Advokat Pengawal Konstitusi melalui R. Elang Maulana menyebutkan Terlapor dinilai memberikan komentar di luar peradilan terhadap dissenting opinion yang telah diucapkan saat pembacaan Putusan MK Nomor 90/PUU-XXI/2023. “Pelanggaran dilakukan Terlapor atas keterangan rahasia, yang seharusnya dilarang untuk diungkapkan. Sehingga dugaan pelanggaran adalah memberikan komentar terbuka atas perkara yang telah diputus,” jelas Elang di hadapan Sidang MKMK Sesi Kedua.
Batasan Keterbukaan Informasi
Ahmad Fatoni dalam laporannya menyebutkan dinamika dalam Rapat Permusyawaratan Hakim (RPH) oleh Terlapor sejatinya termasuk privasi lembaga MK. Sebab berdasarkan Pasal 17 Undang-Undang Nomor 14 Tahun 2008 tentang Keterbukaan Informasi Publik (UU KIP) hal demikian termasuk yang dikecualikan, sehingga tidak boleh keluar dari MK.

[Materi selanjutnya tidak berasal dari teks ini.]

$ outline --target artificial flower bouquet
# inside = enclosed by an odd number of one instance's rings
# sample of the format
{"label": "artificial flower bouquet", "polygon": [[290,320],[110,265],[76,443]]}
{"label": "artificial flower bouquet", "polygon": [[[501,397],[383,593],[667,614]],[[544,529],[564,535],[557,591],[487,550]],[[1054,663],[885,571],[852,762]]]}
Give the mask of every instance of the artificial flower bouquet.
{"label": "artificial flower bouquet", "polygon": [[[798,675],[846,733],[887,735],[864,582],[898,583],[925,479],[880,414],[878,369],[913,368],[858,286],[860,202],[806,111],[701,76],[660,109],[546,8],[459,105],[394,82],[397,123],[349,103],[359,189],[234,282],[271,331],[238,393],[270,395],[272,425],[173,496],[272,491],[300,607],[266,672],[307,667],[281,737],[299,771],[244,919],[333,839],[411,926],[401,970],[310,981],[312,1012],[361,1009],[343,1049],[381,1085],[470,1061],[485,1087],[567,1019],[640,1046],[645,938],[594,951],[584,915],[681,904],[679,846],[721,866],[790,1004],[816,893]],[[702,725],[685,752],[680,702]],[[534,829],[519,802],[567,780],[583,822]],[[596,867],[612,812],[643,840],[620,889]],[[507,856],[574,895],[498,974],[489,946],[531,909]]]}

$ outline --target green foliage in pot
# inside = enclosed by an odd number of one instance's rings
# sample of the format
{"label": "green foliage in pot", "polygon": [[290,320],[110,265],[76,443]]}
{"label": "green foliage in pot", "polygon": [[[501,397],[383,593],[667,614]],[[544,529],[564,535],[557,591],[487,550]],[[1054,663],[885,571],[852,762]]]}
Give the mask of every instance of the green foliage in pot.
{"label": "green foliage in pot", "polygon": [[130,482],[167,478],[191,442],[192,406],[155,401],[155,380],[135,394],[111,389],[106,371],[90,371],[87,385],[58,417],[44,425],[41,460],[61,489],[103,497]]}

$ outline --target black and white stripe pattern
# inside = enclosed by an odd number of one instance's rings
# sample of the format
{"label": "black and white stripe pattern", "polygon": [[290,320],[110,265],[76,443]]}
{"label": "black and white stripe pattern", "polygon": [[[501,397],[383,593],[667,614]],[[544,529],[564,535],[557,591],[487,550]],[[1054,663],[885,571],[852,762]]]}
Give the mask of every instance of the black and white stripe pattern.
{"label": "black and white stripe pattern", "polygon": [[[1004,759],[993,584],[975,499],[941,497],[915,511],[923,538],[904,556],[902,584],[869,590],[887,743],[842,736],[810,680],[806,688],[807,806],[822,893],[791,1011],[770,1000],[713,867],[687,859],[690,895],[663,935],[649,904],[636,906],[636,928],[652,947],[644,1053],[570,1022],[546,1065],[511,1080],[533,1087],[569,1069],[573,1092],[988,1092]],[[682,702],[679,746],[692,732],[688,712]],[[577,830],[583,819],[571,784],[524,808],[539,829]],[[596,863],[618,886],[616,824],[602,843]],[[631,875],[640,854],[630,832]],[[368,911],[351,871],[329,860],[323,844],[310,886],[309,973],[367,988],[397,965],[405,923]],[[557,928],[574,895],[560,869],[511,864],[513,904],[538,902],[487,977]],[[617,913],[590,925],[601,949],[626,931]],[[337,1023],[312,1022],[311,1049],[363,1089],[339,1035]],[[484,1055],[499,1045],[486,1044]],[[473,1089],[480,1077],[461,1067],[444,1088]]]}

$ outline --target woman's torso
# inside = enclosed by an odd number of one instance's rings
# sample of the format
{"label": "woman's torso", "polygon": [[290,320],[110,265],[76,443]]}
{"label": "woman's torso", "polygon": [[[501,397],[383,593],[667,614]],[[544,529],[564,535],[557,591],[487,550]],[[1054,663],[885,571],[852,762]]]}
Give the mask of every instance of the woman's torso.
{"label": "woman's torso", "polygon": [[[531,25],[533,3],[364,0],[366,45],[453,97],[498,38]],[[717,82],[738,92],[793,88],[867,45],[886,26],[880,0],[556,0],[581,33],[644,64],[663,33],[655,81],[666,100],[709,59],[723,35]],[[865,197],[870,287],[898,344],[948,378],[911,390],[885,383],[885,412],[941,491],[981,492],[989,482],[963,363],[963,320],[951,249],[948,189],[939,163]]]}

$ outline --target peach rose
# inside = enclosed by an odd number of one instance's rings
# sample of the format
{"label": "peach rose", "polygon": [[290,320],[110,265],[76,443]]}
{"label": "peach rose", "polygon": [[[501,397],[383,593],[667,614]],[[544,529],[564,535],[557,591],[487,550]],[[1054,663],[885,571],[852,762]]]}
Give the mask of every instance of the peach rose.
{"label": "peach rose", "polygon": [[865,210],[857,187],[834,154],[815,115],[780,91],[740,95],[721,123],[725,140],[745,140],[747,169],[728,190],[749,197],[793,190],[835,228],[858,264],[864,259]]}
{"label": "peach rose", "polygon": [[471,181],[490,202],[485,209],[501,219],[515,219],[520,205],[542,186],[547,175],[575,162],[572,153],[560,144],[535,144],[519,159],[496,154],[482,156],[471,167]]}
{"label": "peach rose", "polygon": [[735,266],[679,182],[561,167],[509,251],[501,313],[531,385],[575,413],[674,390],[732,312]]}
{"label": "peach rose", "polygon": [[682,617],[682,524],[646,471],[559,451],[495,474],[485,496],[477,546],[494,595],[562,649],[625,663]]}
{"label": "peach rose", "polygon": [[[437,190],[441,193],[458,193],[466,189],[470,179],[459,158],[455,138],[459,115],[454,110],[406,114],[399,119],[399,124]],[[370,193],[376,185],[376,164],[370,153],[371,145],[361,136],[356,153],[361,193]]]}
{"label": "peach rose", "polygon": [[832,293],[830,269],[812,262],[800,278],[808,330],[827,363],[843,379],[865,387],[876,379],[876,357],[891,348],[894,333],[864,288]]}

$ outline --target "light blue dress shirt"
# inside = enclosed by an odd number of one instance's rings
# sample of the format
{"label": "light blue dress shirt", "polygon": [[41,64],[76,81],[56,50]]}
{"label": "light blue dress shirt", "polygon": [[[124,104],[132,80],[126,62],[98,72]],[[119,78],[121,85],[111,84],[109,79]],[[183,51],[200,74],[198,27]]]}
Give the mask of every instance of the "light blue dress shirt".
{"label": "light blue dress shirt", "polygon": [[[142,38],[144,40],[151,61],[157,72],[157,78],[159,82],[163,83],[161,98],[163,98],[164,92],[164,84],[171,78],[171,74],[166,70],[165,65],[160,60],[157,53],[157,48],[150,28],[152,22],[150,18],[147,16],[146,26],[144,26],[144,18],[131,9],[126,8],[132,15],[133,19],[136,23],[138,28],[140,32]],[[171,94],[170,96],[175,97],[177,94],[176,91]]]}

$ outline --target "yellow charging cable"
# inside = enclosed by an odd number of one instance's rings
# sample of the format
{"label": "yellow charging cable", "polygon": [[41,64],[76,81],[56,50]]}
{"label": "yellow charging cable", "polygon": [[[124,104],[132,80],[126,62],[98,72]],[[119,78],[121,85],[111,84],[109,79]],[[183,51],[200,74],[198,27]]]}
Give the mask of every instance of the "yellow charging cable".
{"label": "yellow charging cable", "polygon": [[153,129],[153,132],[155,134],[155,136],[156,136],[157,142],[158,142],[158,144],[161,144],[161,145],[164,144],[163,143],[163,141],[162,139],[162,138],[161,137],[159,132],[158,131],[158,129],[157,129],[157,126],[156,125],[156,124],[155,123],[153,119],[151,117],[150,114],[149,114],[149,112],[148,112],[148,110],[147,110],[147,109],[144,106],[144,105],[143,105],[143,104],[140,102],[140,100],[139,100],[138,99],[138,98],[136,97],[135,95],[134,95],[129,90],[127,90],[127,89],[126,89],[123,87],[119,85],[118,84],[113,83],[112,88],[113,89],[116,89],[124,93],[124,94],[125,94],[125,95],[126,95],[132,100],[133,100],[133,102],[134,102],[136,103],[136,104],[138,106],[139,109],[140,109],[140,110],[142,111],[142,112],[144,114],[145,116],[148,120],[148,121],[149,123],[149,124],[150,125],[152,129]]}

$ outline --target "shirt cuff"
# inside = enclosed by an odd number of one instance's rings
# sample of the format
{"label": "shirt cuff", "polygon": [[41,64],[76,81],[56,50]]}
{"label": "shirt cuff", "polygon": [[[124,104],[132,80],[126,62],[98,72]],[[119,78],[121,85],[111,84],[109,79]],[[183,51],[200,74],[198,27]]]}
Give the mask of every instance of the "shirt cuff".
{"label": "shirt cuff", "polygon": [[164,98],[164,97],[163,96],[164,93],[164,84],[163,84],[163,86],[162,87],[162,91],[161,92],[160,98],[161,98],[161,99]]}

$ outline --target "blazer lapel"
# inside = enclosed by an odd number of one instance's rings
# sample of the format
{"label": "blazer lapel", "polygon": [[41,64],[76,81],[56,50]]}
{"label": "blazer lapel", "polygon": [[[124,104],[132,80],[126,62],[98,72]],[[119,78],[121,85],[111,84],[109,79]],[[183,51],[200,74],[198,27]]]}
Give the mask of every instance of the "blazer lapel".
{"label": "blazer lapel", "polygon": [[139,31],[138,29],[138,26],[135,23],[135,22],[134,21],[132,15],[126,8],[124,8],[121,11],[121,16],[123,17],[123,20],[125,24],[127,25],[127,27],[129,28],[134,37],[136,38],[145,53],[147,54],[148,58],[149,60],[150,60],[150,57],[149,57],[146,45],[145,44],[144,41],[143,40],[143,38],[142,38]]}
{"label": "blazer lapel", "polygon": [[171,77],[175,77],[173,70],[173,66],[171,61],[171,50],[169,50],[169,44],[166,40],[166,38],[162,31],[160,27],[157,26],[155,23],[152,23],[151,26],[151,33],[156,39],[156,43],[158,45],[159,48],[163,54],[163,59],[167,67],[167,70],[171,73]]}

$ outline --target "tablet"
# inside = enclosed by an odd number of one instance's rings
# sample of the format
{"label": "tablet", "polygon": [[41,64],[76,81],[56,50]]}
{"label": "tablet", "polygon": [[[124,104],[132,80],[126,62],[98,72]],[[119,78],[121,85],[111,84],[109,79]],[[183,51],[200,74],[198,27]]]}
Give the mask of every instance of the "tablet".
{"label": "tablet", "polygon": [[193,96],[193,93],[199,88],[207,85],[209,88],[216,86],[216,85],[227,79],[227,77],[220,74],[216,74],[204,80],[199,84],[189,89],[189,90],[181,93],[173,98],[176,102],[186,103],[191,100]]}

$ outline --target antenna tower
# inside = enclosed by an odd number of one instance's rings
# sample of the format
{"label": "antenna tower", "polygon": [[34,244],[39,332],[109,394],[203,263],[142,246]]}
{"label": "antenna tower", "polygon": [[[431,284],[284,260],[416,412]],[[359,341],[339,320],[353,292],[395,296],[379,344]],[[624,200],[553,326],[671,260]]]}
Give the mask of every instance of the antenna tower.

“Ini kesalahan Terlapor yang telah keliru dalam mencurahkan kegelisahannya dalam dissenting opinion yang juga dibacakan dalam sidang pembacaan putusan yang terbuka untuk umum. Seharusnya Terlapor wajib merahasiakan informasi dan dinamika dalam RPH tersebut dan tidak boleh diungkapkan,” sampai Fatoni.
Senada dengan batasan keterbukaan publik ini, ARUN yang diwakili oleh Bob Hasan juga menyatakan ungkapan yang terdapat pada dissenting opinion Terlapor dalam Perkara 90/PUU-XXI/2023 termasuk membocorkan rahasia yang seharusnya tidak dituangkan dalam pendapat yang dibacakan pada sidang terbuka tersebut. “Ini bagian dari membongkar rahasia. Sebab dissenting opinion merupakan legal reasoning, tetapi di sini kecenderungannya lebih kepada curhat. Oleh karena itu, kami menyerahkan kepada MKMK sesuai ketentuan hukum yang berlaku. Kami tidak ingin MK menjadi luluh lantak atas peristiwa ini,” tegas Bob dalam sidang Sesi Kedua yang dilaksanakan MKMK pada pukul 13.30 WIB di Ruang Sidang MKMK, Lantai 4, Gedung 2 MK.
Baca juga:
Anggota Majelis Kehormatan MK Resmi Dilantik
MKMK Gelar Rapat Klarifikasi Pelapor Dugaan Pelanggaran Etik Hakim Konstitusi
MKMK Gelar Sidang Dugaan Pelanggaran Etik Hakim Konstitusi
Para Pelapor Sampaikan Alasan dan Bukti Dugaan Pelanggaran Kode Etik Hakim Konstitusi
Penulis: Sri Pujianti.
Editor: Nur R.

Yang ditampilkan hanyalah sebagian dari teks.